The industry target of achieving over US$ 50 billion revenue from modern retail by 2015 still seems to be realistic which means modern retail is here to grow. However, I definitely expect a change in consumer buying behavior to emerge very soon, and every consumer will be much smarter with their wallet and look for higher value for money spent. In my view, consumer traffic in modern retail is irreversible and consumers will continue to explore destinations to extract the best value for their shopping spend.
Large players which have invested in their core infrastructure including supply chain network will be looking at revised growth strategies. I see this as a phase in which some exciting opportunities have emerged for retailers. Since the panic has been triggered by an anticipated drop in consumer spend, this can be a great opportunity to take another look at the business strategy with the consumer firmly at the centre this time.
Retailers must now begin to start giving importance to in-store service as the first step in this direction. If retailers are able to develop a clear visibility of what exactly consumers expect from their brand, it will help them to design and implement effective customer-service programs for the store staff. They will also be able to put in place an effective system to deliver consistent and measurable service.

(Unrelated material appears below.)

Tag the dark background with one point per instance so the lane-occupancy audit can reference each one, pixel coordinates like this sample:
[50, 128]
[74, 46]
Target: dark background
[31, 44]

Consumers are likely to choose shopping destinations with pleasant memories and avoid those where they have had not very good experiences. The financial effect of a poor consumer experience can be very damaging even though it may not be visible in a short span of time. Consumers are typically likely to visit a department store only once in 3 or 4 months and it would take a few months before the bad experiences are reflected in lagging sales. By then it would most likely be irreversible, and would certainly require a great deal of effort and expense to address.
To prevent such consumer erosion, retailers must put a complaint management system in place. This would provide a listening post for issues at the store, city and regional levels. To be truly effective, such a system must promptly route complaints to the appropriate business role and ensure timely response and management accountability.
The next step retailers must take is more critical. They must set up a sensitive measurement system which is alert to unwritten complaints that occur when the promise of a great shopping experience is not met. While a complaint management system picks up only routine failures (such as non-availability, staff service etc.) failures in providing excellent service during each and every consumer transaction creates silent complaints. As these complaints accumulate they can become potentially very damaging for the business.
Having covered in-store service aspects and related practices, retailers will need to now focus on making efforts towards consumer-oriented merchandise-planning, merchandise allocation and pricing and promotions practices.
During this time when every consumer is actually counting the basket value while shopping, we expect that consumers would not indulge much in impulse buying, and most of the money they spend in a store will be as per their planned shopping lists. This in my opinion can be a great opportunity to enhance basket value by delivering a great consumer shopping experience. Using historic shopping data of different consumer groups and profiles, retailers can drive accurate merchandise planning and allocation models to ensure that merchandise available in the store will lead to a near match of the planned shopping list each consumer carries. This will not only enhance the consumer shopping experience but also help to make inventory and supply-chain cycles more efficient.
This deeper insight into consumer needs will also help retailers design targeted pricing and promotions for each group and profile of consumers. Today consumers are used to shopping as per general pricing, or on promotions intended for all consumers visiting the store. Many of these promotions are not popular since they meet consumer expectations or align with the shopping list. Once the promotions are designed based on consumer needs they will not just be more effective but also enhance trust between the consumer and the retailer.
Finally, this deeper understanding of consumer buying habits will also build sufficient knowledge at the retailer end to develop a consumer-specific private label for each category, and this can help retailers to broaden their private-label portfolio. This will not only lead to meeting consumer demands competitively but also create new opportunities for increased profitability.